To find the number of live bacteria at 11 p.m., we need to determine the number of bacteria after each two-hour spraying interval until that time.
Let's break down the information provided:
- At noon, there were 10,000 live bacteria remaining after spraying.
- The number of bacteria in the pond doubles every hour.
- The farmer sprays the pond every two hours, killing 3/4 of the bacteria immediately.
First, let's determine the number of bacteria before the noon spraying. We know that the number of bacteria doubles every hour, so if there were 10,000 after the noon spraying, then before the spraying, there were 10,000 / 3/4 = 13,333 bacteria.
Now, we need to consider the intervals between each spraying session until 11 p.m. Initially, there is a two-hour interval between noon and the first spraying at 2 p.m. During these two hours, the bacteria double in number, reaching 13,333 * 2 = 26,666 bacteria.

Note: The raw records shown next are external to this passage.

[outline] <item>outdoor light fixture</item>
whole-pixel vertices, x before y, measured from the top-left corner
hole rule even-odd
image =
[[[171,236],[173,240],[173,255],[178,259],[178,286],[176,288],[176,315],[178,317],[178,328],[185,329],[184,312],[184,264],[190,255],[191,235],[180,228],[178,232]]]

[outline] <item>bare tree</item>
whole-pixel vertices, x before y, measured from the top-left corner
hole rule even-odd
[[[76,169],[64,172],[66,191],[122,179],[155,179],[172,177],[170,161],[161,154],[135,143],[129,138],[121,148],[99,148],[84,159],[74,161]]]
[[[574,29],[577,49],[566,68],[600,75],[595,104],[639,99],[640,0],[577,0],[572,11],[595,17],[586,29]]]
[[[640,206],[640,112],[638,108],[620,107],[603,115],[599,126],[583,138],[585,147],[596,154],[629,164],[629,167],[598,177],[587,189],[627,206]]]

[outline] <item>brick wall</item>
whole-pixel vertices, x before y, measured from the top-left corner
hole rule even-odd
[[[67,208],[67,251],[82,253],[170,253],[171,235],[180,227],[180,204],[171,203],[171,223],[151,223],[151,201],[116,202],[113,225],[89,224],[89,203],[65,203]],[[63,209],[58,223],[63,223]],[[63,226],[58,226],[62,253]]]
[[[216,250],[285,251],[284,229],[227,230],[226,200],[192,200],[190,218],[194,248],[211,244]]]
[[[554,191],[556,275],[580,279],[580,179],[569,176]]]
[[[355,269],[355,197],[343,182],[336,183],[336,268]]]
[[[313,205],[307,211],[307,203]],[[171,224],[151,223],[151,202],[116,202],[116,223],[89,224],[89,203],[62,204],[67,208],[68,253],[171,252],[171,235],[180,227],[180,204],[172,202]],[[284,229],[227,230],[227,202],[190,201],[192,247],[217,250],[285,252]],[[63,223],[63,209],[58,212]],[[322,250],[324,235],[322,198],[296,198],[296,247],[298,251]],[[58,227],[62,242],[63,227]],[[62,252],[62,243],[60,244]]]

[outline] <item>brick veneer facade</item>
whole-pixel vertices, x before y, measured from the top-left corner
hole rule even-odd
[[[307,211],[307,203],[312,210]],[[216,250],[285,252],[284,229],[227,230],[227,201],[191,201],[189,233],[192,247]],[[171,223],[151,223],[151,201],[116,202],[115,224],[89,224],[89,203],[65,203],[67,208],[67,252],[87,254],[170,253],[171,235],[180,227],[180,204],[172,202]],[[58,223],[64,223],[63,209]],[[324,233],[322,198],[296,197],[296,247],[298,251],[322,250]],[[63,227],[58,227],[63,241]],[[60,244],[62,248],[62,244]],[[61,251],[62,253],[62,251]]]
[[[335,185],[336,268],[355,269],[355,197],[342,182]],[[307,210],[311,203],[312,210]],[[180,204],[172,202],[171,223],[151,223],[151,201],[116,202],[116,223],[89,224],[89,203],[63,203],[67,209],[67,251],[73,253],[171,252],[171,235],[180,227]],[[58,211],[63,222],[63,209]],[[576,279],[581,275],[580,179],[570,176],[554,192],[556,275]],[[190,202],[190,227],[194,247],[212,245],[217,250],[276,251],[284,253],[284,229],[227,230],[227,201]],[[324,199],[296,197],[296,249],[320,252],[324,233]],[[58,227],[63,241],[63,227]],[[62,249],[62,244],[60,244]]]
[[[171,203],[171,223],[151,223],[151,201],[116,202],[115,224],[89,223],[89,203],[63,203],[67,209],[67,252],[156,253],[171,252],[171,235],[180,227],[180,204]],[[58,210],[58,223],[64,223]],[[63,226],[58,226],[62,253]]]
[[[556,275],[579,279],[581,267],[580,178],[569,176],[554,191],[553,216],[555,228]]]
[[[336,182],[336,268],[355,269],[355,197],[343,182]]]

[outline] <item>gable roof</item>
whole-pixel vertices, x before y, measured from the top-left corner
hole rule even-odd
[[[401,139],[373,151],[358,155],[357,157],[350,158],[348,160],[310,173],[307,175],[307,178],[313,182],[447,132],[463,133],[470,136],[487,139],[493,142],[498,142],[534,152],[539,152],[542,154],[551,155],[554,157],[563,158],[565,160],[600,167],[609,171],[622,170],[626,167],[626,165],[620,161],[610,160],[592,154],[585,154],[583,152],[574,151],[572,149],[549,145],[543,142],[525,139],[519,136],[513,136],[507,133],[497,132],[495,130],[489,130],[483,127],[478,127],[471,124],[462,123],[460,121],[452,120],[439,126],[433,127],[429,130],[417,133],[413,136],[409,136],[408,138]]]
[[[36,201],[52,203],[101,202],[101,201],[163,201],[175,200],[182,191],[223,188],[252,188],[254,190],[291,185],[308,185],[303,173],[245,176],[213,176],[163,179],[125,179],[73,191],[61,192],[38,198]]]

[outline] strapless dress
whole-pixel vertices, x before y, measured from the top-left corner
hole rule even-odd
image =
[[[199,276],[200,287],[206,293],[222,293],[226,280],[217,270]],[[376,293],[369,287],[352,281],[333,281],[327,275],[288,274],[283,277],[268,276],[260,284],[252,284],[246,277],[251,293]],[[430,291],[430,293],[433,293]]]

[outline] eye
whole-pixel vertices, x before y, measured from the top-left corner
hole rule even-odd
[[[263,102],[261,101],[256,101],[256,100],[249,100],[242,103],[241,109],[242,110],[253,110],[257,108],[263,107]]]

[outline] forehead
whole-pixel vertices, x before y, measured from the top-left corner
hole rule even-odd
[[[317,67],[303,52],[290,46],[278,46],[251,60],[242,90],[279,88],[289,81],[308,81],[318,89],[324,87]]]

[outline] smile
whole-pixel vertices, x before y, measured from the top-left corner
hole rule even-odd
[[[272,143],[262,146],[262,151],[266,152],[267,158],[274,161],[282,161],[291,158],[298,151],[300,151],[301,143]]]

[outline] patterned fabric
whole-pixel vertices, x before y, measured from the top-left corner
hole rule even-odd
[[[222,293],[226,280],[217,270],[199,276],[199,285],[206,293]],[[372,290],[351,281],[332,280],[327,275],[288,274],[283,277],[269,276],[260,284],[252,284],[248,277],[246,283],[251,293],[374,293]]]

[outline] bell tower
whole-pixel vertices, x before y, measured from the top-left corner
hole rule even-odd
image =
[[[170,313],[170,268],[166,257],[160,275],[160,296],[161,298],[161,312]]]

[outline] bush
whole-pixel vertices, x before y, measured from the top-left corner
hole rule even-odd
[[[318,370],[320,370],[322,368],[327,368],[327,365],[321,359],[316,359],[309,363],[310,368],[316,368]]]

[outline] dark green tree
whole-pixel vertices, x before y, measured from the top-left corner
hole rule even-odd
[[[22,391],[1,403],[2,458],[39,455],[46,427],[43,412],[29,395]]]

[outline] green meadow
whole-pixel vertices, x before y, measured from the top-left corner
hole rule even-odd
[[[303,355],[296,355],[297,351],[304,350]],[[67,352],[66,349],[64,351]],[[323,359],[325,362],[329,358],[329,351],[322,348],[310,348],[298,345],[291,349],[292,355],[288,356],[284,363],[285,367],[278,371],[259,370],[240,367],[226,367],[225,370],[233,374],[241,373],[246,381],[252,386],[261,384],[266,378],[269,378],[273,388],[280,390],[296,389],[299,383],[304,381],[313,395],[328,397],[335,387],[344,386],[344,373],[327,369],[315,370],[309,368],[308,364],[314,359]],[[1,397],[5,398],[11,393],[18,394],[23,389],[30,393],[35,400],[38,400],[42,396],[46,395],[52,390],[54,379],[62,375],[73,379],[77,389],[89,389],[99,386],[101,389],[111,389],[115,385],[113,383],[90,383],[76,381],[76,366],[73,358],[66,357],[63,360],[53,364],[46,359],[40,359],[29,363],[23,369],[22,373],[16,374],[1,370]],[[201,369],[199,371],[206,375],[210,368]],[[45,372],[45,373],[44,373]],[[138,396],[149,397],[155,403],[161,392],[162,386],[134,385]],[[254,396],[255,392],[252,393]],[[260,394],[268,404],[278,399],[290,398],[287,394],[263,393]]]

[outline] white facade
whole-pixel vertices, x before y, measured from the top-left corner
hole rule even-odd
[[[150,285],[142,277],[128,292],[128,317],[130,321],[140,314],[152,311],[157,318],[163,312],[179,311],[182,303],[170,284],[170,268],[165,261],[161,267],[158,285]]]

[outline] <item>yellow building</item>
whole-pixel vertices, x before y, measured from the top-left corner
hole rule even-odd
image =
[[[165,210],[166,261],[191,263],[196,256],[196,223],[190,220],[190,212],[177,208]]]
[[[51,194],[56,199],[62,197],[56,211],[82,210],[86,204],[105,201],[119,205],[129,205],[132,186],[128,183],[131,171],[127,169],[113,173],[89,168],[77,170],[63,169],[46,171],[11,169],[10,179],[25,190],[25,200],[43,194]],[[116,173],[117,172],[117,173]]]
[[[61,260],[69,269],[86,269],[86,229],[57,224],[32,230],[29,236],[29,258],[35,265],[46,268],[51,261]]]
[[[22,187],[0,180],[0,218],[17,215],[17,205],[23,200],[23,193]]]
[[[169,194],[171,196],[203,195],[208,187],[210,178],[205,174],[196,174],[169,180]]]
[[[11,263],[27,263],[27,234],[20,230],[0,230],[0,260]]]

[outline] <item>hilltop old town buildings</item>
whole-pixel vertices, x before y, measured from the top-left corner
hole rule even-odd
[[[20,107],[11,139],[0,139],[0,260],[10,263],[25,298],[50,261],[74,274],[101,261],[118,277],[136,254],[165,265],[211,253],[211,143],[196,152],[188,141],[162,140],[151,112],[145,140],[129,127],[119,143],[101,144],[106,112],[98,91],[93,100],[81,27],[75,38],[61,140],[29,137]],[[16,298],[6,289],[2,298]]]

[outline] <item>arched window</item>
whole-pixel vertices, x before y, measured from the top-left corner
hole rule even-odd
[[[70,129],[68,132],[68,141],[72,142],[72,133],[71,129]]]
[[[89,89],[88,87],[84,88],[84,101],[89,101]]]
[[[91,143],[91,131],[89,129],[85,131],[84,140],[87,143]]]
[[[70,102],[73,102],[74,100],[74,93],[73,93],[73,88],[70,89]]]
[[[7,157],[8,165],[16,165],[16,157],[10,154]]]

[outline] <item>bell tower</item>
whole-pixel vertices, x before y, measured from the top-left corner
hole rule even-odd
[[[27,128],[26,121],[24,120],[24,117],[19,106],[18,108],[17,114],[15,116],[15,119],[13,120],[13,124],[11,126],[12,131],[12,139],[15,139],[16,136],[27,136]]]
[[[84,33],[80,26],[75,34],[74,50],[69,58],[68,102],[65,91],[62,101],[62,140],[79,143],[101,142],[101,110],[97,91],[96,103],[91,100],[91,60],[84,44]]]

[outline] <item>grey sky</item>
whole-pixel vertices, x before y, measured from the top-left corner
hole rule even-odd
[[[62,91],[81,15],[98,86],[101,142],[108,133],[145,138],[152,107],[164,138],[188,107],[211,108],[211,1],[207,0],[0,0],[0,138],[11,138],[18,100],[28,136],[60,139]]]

After the first spraying at 2 p.m., 3/4 of the bacteria are killed, leaving 26,666 * 1/4 = 6,666 bacteria. Now, there are 10 hours remaining until 11 p.m., which is equivalent to five two-hour spraying cycles.
During each two-hour cycle, the bacteria double in number, and the farmer sprays them again, killing 3/4 of the bacteria.
Let's calculate the number of bacteria after each cycle:
1st spraying (2 p.m.): 6,666 * 2 / 4 = 3,333 bacteria remaining
2nd spraying (4 p.m.): 3,333 * 2 / 4 = 1,666 bacteria remaining
3rd spraying (6 p.m.): 1,666 * 2 / 4 = 833 bacteria remaining
4th spraying (8 p.m.): 833 * 2 / 4 = 416 bacteria remaining
5th spraying (10 p.m.): 416 * 2 / 4 = 208 bacteria remaining
Finally, at 11 p.m., after the last spraying, there are 208 bacteria remaining in the pond.
Therefore, at 11 p.m., there are 208 live bacteria in the stagnant pond.